Here are Forbes’ top five, along with the story behind the innovation of each.
1. Salesforce, US
12-month sales growth: 37.7%
Innovation premium: 73%
In an increasingly crowded cloud computing market, Salesforce has, according to Forbes, stood out from the rest to become not only an industry but global innovation leader.
But how? Fundamentally, the company has strained every sinew to stay ahead of the curve, even if that means making the occasional failure.
CEO Marc Benioff was always keen to push ahead “big ideas” from within, taking on inspiration from customers, partners and the marketplace. The business recently changed tack, realising that it couldn’t do it all itself, it actively sought out other innovators to partner with.
Benioff watched a YouTube video on how social media monitoring was becoming increasingly important for businesses. This inspired him to spend big money on acquiring two start-ups – Radian6 and Buddy Media – to create a new division within Salesforce to do exactly this.
He tells Forbes: “Innovation is a continuum. You have to think about how the world is evolving and transforming. Are you part of the continuum?”
2. Alexion Pharmaceuticals, US
12-month sales growth: 46.5 %
Innovation premium: 72.3%
Alexion was created in 1992 after a casual chat in a US grocery store between friends Leonard Bell and Steve Squinto when Bell mentioned he wanted to launch his own biotech company.
After initially struggling to attract funding, Alexion was on the brink of closure when Bell realised that innovating on unusual diseases and little-known medical niches could prove profitable. Subsequently, the business got $5 million to aid pig organ transplants for humans.
Alexion’s real cash cow has been Soliris, launched in 2007, which treats a rare cause of anaemia. The drug has raised the business $1.1 billion in revenue, at a net margin of 22%.
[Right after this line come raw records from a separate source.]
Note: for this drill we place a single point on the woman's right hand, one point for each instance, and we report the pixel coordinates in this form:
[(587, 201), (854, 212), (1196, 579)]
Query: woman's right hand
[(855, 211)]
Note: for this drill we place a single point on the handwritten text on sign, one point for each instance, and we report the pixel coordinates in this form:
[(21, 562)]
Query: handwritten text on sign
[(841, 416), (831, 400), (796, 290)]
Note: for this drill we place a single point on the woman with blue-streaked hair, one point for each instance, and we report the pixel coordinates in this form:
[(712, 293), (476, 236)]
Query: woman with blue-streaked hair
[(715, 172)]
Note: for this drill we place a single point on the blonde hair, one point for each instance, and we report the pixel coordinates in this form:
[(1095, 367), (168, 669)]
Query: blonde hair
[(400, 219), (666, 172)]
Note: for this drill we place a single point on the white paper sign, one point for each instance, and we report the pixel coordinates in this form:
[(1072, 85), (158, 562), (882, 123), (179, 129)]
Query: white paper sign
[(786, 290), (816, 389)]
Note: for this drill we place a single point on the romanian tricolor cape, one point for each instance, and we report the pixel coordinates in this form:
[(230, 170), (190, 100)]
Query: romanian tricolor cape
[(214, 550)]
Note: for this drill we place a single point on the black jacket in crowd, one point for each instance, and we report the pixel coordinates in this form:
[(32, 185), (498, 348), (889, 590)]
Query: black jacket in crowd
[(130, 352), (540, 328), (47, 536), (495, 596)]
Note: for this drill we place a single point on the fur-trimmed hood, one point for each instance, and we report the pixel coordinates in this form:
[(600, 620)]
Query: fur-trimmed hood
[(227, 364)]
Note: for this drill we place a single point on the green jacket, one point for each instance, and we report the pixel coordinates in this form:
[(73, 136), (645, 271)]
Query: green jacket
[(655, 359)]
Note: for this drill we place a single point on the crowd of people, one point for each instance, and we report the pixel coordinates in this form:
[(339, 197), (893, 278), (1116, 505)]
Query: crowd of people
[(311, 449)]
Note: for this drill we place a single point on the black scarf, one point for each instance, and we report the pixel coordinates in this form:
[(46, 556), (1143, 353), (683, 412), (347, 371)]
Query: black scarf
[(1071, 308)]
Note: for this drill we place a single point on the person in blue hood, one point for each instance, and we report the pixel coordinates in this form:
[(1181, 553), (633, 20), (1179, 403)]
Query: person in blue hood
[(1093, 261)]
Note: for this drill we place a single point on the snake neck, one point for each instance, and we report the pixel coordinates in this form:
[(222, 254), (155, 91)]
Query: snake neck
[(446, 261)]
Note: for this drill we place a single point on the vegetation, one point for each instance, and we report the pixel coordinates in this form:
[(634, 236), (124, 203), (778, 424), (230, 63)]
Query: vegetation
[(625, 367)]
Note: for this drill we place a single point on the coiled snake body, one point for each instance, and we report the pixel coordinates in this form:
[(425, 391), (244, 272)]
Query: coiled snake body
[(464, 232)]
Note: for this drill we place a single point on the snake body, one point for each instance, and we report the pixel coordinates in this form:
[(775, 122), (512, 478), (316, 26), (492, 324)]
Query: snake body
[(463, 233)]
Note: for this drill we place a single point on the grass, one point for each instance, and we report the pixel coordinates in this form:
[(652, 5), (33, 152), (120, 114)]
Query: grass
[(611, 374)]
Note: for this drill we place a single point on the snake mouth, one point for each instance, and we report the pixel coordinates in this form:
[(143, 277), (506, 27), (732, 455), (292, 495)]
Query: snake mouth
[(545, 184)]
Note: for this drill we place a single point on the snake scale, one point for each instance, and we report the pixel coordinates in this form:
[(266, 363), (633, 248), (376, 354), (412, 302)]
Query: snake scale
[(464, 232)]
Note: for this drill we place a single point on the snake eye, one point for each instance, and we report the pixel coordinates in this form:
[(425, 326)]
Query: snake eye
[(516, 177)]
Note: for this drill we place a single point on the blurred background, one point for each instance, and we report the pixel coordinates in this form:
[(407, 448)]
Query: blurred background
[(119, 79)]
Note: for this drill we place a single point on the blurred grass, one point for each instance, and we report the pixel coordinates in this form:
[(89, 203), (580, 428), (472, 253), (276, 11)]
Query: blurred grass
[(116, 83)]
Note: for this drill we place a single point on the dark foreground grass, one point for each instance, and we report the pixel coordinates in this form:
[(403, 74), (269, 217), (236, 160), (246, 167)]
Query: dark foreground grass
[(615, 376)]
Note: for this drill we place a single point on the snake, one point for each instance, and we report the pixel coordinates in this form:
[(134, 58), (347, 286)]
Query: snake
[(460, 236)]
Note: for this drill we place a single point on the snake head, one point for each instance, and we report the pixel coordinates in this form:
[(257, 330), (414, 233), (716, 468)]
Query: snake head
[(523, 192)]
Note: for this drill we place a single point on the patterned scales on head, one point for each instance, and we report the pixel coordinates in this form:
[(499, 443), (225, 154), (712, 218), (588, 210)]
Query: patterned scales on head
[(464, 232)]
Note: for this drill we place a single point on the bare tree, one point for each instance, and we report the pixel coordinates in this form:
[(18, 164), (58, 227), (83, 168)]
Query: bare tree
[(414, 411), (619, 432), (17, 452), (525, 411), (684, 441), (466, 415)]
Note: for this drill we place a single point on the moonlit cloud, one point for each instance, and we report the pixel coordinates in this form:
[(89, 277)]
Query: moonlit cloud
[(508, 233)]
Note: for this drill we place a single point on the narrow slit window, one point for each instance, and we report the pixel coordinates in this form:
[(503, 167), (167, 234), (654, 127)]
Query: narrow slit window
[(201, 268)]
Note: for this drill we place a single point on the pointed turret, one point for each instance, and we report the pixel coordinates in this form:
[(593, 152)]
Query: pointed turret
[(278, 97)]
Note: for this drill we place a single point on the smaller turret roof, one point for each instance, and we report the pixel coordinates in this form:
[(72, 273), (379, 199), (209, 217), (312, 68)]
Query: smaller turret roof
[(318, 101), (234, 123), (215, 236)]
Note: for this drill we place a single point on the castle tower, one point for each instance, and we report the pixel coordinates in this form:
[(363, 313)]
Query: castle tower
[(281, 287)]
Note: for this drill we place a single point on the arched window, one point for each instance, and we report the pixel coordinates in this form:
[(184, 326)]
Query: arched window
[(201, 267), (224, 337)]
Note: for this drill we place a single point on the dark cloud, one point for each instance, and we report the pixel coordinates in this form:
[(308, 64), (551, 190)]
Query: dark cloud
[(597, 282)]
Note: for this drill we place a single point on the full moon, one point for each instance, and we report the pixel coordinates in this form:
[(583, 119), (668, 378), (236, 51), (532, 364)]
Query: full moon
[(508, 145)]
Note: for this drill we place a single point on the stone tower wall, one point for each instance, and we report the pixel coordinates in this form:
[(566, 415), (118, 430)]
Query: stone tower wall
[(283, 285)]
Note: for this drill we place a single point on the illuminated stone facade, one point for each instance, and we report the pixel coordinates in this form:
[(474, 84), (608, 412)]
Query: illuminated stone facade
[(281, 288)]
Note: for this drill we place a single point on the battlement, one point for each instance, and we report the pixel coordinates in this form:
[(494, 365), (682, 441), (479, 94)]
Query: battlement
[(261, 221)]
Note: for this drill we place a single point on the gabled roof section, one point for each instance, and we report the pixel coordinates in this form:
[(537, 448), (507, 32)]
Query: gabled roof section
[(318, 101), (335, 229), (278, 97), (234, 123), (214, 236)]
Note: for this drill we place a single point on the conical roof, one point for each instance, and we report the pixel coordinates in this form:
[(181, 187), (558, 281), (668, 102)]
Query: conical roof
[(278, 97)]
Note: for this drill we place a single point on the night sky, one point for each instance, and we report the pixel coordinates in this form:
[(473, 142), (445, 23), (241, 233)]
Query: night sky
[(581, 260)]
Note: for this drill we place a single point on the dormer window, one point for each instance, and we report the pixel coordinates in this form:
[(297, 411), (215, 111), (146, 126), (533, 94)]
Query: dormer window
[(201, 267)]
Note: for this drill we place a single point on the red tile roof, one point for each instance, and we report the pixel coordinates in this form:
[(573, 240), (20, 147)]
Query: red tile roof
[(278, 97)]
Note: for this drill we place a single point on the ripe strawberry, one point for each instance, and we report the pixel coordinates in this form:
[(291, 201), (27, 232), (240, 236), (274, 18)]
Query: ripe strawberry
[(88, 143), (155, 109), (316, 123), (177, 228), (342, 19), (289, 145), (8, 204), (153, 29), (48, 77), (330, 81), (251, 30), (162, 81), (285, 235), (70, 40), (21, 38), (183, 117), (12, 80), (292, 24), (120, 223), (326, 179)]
A key part to the business’ success is pricing its innovation highly. Soliris costs a whopping $440,000 per patient per year, but because it operates in a niche and is highly effective, private health insurers around the world – including Australia – shell out for it.
“We focus on patients with absolutely devastating disorders that are also either lethal or life-threatening,” Bell tells Forbes. “They’re also very, very rare, so they get no attention from anybody.”